Any player who joins a Trammell-coached team will be up to the task defensively within a month, she says. In fact, her belief is so strong that you don't even have to be a WNBA player to succeed in her system. "I can pull you in and you and I will be a great defensive team," Trammell joked over Zoom earlier this offseason. 

Trammell and the Wings won't have to rely on any writers this season, which is good news considering her task ahead is already formidable enough: change the culture of a franchise that has historically eschewed defense and knit together a new-look roster as a first-time head coach on the WNBA level. 

A basketball lifer who began her coaching career at Midwest City High School in Oklahoma in 1994, Trammell was entrusted with that responsibility for her player management skills as much as the wealth of on-court knowledge she's accumulated over the years. 

"She is such an unbelievable basketball mind and such an unbelievable person in terms of relationships," Wings president and CEO Greg Bibb told CBS Sports. "I've never seen someone be able to make connections with people – players, non-players – as quickly and as deeply as Latricia does."

The early returns suggest the players agree. Satou Sabally said the new coaching staff has "transformed the energy" on and off the court, Arike Ogunbowale praised the "fun" vibes in training camp and Teaira McCowan noted Trammell's ability to "make everyone smile, make everyone feel welcome." 

All of that is well and good and is truly a positive first step. But it only matters so much if it doesn't contribute to winning. For the first time in many years, there are real expectations that the Wings will do so, both internally and externally. 

They finished .500 last season for the first time since moving to Dallas in 2016 and won a playoff game for the first time since 2009 when they were still known as the Detroit Shock – two relocations ago. The early stages of their rebuild are now over, and it's time for them to take the next step. Bibb said he wants to see the Wings "advance in the playoffs" this season, something that also has not happened since 2009.  

A primary reason the Wings have struggled so much over the past decade-plus has been a porous defense. They were ninth in the league in defensive rating in 2022, allowing 104.3 points per 100 possessions, and have not finished in the top half on that side of the ball since 2008. Trammell, who was responsible for a Los Angeles Sparks defense that finished in the top three in the league in three of her four seasons as an assistant there, has a particular remit to address this issue. 

For her, forming a tight-knit locker room, constructing a high-level defense and winning games are all intertwined. When training camp opened, the Wings' initial work was all on the defensive side of the ball in order to create strong connections between each other. 

"I think honestly on the defensive end, that's really where you build your team chemistry," Trammell said. "Because I believe that it's a team defense. It's not just putting a player out on an island, it's being there and having your teammate's back when needed."

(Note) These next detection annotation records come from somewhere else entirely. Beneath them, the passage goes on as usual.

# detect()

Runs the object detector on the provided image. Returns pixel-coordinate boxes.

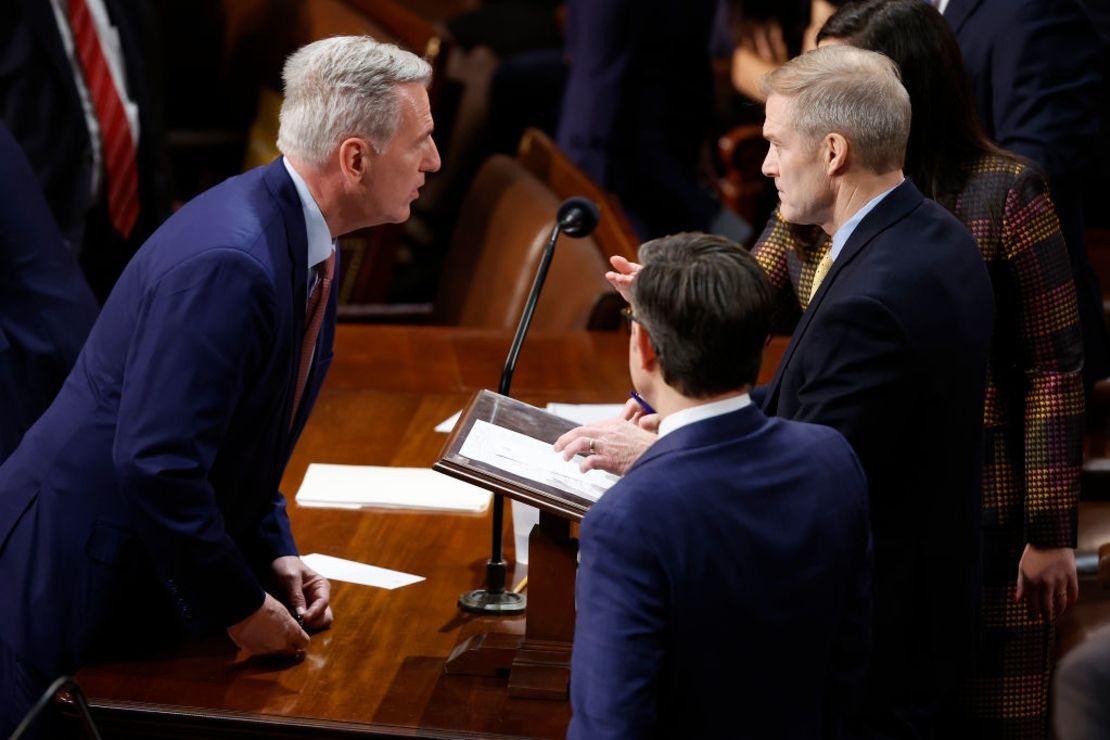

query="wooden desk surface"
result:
[78,325,781,738]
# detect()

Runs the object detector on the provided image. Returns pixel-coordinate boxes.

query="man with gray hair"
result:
[557,47,993,738]
[761,47,993,738]
[567,234,871,740]
[0,38,440,737]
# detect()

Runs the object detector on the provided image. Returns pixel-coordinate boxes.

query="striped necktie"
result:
[289,251,335,428]
[69,0,139,239]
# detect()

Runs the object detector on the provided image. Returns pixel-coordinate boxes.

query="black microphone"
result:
[555,196,602,239]
[458,196,602,615]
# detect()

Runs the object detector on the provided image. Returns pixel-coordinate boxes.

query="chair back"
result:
[434,154,613,331]
[516,128,639,262]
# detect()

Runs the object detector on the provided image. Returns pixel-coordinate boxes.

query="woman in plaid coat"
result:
[754,0,1083,738]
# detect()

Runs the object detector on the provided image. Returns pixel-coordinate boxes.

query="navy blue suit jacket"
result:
[0,160,335,677]
[0,121,100,463]
[763,180,993,737]
[568,405,871,740]
[945,0,1110,385]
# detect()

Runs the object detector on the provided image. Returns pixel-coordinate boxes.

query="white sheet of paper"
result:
[301,553,424,590]
[544,404,624,424]
[458,419,619,501]
[296,463,490,513]
[435,410,463,434]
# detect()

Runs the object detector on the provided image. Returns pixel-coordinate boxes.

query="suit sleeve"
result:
[112,250,276,626]
[567,501,667,740]
[793,295,912,448]
[825,439,872,719]
[1003,170,1083,547]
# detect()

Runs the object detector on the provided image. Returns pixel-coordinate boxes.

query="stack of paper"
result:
[296,463,490,511]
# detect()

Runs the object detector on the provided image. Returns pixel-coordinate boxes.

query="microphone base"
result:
[458,560,528,615]
[458,588,528,616]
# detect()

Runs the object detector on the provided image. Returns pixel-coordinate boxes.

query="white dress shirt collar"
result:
[829,178,906,262]
[281,156,335,277]
[659,393,751,438]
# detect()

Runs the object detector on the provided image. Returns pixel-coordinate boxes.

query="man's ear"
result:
[632,324,659,373]
[340,136,371,182]
[821,133,849,178]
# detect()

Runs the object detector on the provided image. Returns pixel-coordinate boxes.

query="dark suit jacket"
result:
[945,0,1110,384]
[0,0,169,298]
[557,0,720,239]
[0,161,335,677]
[763,181,993,737]
[568,406,870,740]
[0,121,99,462]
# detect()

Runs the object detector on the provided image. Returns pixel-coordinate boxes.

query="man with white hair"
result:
[0,37,440,737]
[556,47,993,738]
[761,47,993,738]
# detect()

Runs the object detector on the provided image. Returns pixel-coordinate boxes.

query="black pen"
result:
[628,391,655,414]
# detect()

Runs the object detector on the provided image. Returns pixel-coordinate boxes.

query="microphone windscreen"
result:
[556,195,602,239]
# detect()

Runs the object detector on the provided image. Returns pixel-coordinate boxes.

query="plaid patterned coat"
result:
[753,155,1083,738]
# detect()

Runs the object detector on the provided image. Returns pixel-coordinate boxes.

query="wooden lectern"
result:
[432,391,612,700]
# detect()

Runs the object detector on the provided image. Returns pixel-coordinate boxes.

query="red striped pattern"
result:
[69,0,139,237]
[289,252,335,427]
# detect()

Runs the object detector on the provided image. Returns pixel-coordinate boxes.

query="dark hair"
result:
[817,0,1005,207]
[632,233,771,398]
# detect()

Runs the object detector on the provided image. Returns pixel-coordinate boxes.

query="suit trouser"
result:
[1052,627,1110,740]
[0,640,69,740]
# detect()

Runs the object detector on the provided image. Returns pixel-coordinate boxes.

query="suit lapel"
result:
[763,179,925,414]
[625,404,768,475]
[262,158,309,434]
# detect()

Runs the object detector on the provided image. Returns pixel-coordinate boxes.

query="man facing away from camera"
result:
[568,234,871,740]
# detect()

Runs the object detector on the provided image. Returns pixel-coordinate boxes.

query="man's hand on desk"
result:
[605,255,643,303]
[555,414,657,475]
[228,594,309,656]
[270,555,332,629]
[1013,545,1079,622]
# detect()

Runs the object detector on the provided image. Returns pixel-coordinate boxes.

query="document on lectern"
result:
[433,391,619,519]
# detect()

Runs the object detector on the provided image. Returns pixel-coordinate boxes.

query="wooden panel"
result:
[78,325,629,738]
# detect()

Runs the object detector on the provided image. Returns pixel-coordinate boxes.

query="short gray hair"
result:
[278,36,432,166]
[763,45,910,174]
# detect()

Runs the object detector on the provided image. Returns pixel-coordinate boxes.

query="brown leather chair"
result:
[516,128,639,262]
[434,154,613,331]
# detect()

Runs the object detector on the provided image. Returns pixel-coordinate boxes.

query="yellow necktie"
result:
[806,250,833,305]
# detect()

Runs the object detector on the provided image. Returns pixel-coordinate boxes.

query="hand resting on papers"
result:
[555,399,659,475]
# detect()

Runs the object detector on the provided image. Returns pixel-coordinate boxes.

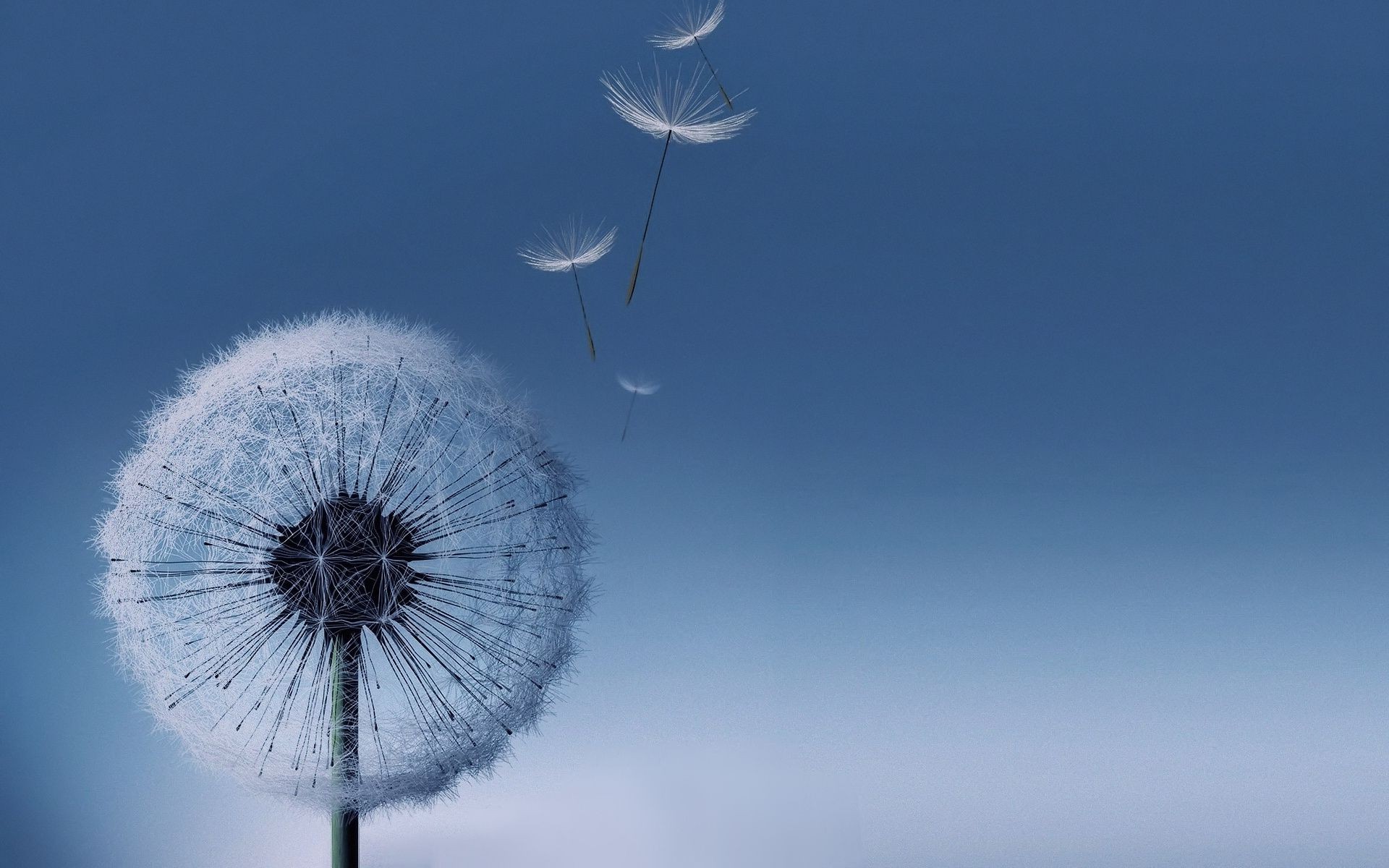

Trammell is a firm believer in the power of hard work, belief and togetherness on defense. "Tighten up the shoelaces stuff," she calls it. But it helps to have some real talent, too, which is why the Wings were eager to bring in Natasha Howard this winter. The 2019 WNBA Defensive Player of the Year and two-time All-Defensive First Team performer has the ability to anchor the Wings' defense and adds some much-needed championship experience to the roster. 

Howard, the headline addition from a busy offseason, has played in more playoff games than the Wings' entire roster from last season combined. Diamond DeShields – unfortunately now set to miss extended time with a knee injury – and Crystal Dangerfield were two other veterans the front office added. Having players that have been there before doesn't guarantee anything in the future, but the Wings' brass views it as a "crucial" aspect of winning. 

"There's gonna be a lot of things that we do that these experienced, championship players can relay to the rest of the group," Trammel said. "You've gotta have other voices, not just yourself relaying that. A lot of times, it's better when players do it."

Trammell is an expert at teaching defense. She gets "fired up" just thinking about it and can scheme and adjust with the best of them. But she's also aware that Xs and Os only matter to the extent that the players buy into them, which is why she works just as hard to foster an atmosphere where everyone feels valued and takes ownership of the team's collective success. 

Once that is achieved, the results will follow. 

"It's just hearing your passion, showing them what works and why it works," Trammell said. "It's passion, it's grit and that's what I love. I want to create an environment, a championship environment on and off the court and I know these players are gonna back me."